= María del Pilar Acedo y Sarriá =

Spanish aristocrat

María del Pilar Acedo y Sarriá (1784–1869), was a Spanish noble, marchioness de Montehermoso, and royal mistress of Joseph Bonaparte during his tenure as king of Spain. She was one of the most famed people in Spain during the reign of Joseph Bonaparte, known for her influential connections, and their affair attracted a lot of attention.

==Life==
She was born to the Spanish count José María Manuel Acedo y Atodo, II conde de Echauz and Luisa de Sarria y Villafañe. She was a childhood friend of Theresa Cabarrus. She married Ortuño de Aguirre y del Corral, marqués de Montehermoso (1784–1811), in 1800, with whom she had a daughter. She spent most of her early life in Vitoria.

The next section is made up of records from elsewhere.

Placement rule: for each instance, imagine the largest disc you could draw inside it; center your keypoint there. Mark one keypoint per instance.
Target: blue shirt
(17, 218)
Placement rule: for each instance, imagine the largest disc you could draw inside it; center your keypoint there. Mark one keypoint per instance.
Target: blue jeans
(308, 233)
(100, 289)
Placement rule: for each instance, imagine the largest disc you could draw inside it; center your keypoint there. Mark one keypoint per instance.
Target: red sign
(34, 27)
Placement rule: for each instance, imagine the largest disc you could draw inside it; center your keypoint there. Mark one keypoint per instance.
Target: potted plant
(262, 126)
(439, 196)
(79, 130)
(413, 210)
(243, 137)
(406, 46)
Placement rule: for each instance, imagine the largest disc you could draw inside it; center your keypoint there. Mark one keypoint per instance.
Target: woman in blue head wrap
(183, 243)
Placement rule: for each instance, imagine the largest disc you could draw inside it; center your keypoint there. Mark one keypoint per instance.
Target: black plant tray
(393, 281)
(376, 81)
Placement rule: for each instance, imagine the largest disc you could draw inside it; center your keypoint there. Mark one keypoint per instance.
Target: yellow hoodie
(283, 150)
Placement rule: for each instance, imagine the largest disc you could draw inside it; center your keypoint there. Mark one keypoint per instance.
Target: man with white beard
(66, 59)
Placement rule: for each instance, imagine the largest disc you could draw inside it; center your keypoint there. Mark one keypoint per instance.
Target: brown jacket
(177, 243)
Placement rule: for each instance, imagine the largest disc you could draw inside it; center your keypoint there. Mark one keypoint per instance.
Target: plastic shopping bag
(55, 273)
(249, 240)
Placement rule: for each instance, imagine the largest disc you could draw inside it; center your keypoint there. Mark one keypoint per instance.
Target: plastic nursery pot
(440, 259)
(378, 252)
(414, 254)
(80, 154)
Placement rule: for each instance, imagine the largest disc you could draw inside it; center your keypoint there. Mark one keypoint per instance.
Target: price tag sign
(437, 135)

Her father and spouse were members of the Real Sociedad Bascongada de Amigos del País and she lived in an environment of the enlightenment. She was a described as a beauty with liberal anticlerical views who opposed the Inquisition, spoke French and Italian, painted, wrote poetry, played the guitar and the piano and sang. She inherited the title Countess of Vado after her aunt.

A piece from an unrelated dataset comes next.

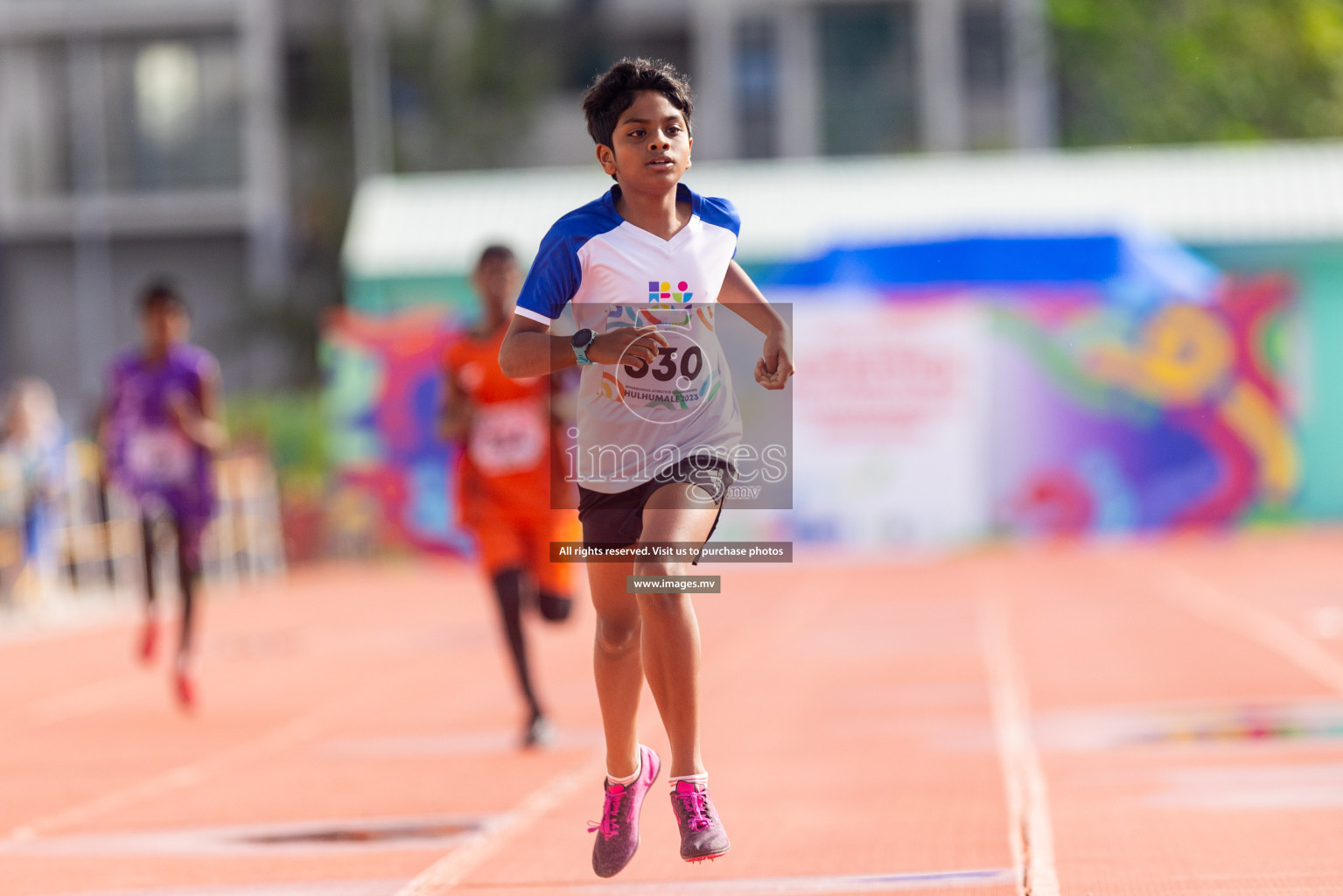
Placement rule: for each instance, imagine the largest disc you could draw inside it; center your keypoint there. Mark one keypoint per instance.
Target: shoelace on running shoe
(697, 805)
(610, 806)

In October 1807, her home town of Vitoria was occupied by the French. She met Joseph Bonaparte during his trip to Madrid after he had been appointed king of Spain by Napoleon. He stayed in Vitoria in September 1808, where they became lovers when he was housed in the residence of her and her spouse, the Palace de Montehermoso. She accompanied him to Madrid in November, where she became his mistress and resided with him in the royal palace. Her spouse was given a title by Joseph and was given the task to welcome Napoleon at the border in 1809. In 1811, she resided in Vitoria during Joseph's stay in Paris: her spouse accompanied him and died in France. She left Spain for France with Joseph Bonaparte in March 1813, prior to the Battle of Vitoria. She settled in France, where she died. She first stayed in Barèges, where she gathered a small court around her. In 1816, she married the French noble officer Amadeo de Carabène, and settled in the castle Carresse in Bearn, where she was given the income from her estates in Spain and involved in charity.